LAWORO-MK, Pabrik gula bakal didirikan di Kabupaten Muna Barat (Mubar) provinsi Sulawesi Tenggara (Sultra). Hal itu ditandai dengan ditandatanganinya memorial of understanding (MoU) antara Pemda Mubar dan PT. Wahana Surya Agro (WSA) tentang pendirian pabrik gula di Kabupaten Muna Barat, di aula kantor bupati Mubar, Rabu, 1 Juni 2020.

Bupati Muna Barat, Laode M Rajiun Tumada dalam sambutannya mengatakan, investasi pabrik gula merupakan alternatif untuk mengatasi ketergantungan impor gula nasional yang akan memerlukan bahan baku tebu dari kabupaten atau kota di sekitar kabupaten Muna Barat.

“Selain itu dapat menampung tenaga kerja dalam skala besar, meningkatkan infrastruktur wilayah dan pembangunan daerah serta mendorong kesempatan berusaha bagi masyarakat sekitar, ” papar Rajiun.

Selanjutnya, menurut mantan Kasat Pol PP Sultra keberadaan perkebunan skala besar dan industri gula akan menambah kompetensi daerah.

“Karena akan mengurangi lahan tidak produktif, sehingga produktifitas daerah akan meningkat lebih cepat dan dapat bersaing dengan kabupaten/kota lainnya di Indonesia, ” jelasnya.

Dikatakannya, sasaran lokasi perkebunan tebu PT WSA seluas 4003,45 Ha terarah pada lokasi HPK pada wilayah Kecamatan Wadaga dan Kecamatan Sawerigadi dengan kewajiban PT. WSA melepas minimal 1400 Ha untuk kebun rakyat kepentingan masyarakat.

“Juga ada sasaran lokasi lain untuk arahan perkebunan tebu seluas 5661,03 Ha tersebar di Kecamatan Tikep, Lawa, Sawerigadi, Kusambi, dan Napano Kusambi, ” urai Rajiun.

Lebih lanjut, Rajiun menjelaskan sebagai daerah industri baru jelas akan memberikan pertanda bahwa Kabupaten Muna Barat khususnya dan Kabupaten Muna Raya umumnya dalam waktu dekat akan sejajar dengan daerah industri baru menyusuli Gorontalo dan Nusa Tenggara Timur.

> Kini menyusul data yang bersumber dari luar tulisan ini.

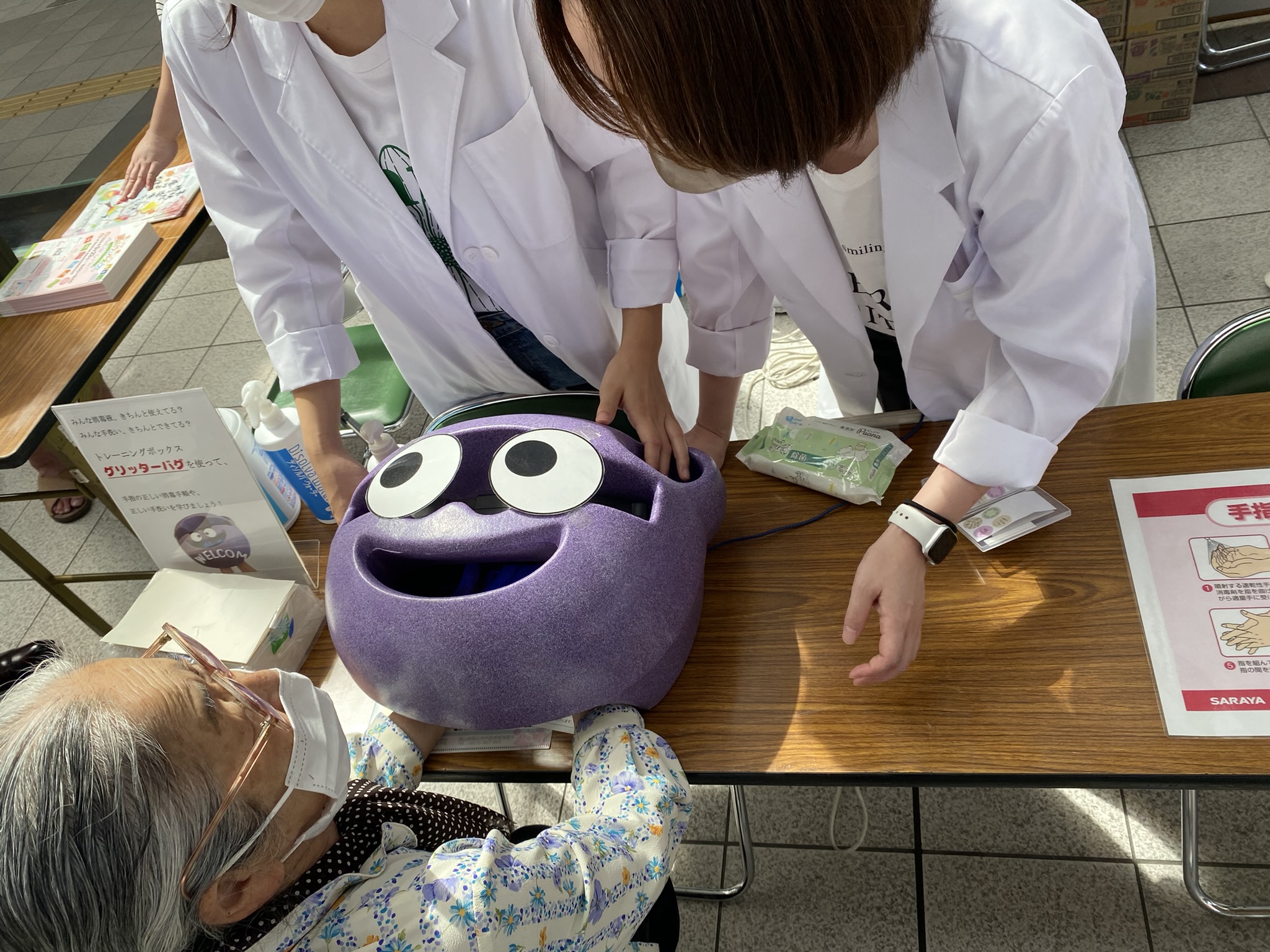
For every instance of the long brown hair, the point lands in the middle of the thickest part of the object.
(738, 87)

“Lompatan-lompatan pembangunan akan terasa karena pengalaman setiap daerah yang memiliki industri, perhatian pemerintah pusat akan lebih besar dalam bentuk insentif daerah industri. Selain itu pemdapatan asli daerah akan meningkat. Diperkirakan untuk PAD Mubar dari perusahaan ini sekitar 350 Milyar per tahun, ” tambah mantan ajudan Nur Alam ini.

Olehnya itu, Bupati Mubar menegaskan kepada semua instansi terkait untuk menindaklanjuti segala bentuk persyaratan dokumen pendukung investasi sesuai ketentuan yang berlaku.

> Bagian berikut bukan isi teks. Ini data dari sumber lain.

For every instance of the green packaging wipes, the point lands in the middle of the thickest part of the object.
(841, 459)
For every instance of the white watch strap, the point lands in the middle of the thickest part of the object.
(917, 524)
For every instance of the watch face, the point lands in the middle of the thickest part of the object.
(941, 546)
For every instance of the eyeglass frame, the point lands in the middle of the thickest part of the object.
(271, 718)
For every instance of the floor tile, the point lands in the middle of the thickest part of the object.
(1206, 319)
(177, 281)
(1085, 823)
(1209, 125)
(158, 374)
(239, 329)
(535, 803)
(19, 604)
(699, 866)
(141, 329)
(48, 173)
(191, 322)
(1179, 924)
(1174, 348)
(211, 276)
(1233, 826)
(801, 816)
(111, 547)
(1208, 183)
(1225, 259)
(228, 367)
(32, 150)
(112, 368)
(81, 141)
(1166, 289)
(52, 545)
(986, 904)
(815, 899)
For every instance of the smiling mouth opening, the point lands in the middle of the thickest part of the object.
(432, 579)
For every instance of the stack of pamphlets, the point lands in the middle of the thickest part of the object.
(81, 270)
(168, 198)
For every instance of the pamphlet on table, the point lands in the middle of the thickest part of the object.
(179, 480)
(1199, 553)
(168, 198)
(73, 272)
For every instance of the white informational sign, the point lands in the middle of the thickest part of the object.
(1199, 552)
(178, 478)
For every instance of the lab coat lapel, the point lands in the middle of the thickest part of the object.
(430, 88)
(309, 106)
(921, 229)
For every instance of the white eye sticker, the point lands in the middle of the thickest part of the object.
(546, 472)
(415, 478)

“Saya perintahkan dinas-dinas terkait yakni PTSP, Perindag, Pertanian, DLH, termasuk para camat untuk menindaklanjuti itu, ” tegas nya.

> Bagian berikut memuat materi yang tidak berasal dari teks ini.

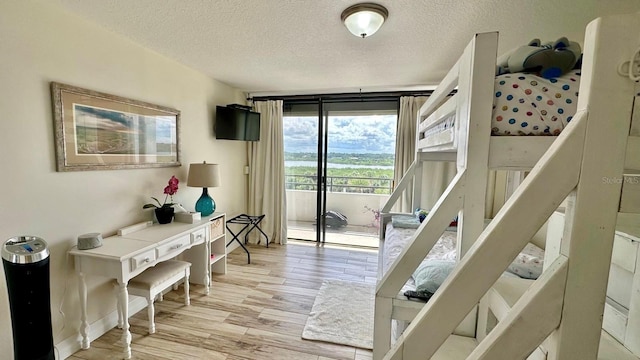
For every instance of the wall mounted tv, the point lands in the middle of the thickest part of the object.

Sementara itu, Direktur PT WSA Nyono Purnomo berharap program ini berjalan dengan lancar dan sesuai harapan.

“Semoga berjalan dengan cepat dan bisa mendapatkan dukungan lebih dari Pemda dan masyarakat untuk pendirian pabrik dan perkebunan tebu ini, ” harap Nyono saat sambutan.

Menurutnya, pembangunan pabrik tebu itu dijadwalkan selama tiga tahun.

“Itu mengingat keterbatasan infrastruktur dan lainnya dalam hal pengiriman alat dan transportasi, ” jelasnya.

Ia pastikan dengan berdirinya pabrik gula, arus perekonomian masyarakat akan lebih menggeliat seperti daerah lain di Indonesia.

“Contoh seperti Gorontalo. Awalnya seperti Mubar saat ini, setelah kami beroperasi di sana saat ini sudah menjadi daerah mandiri karena PAD meningkat, ” tuturnya.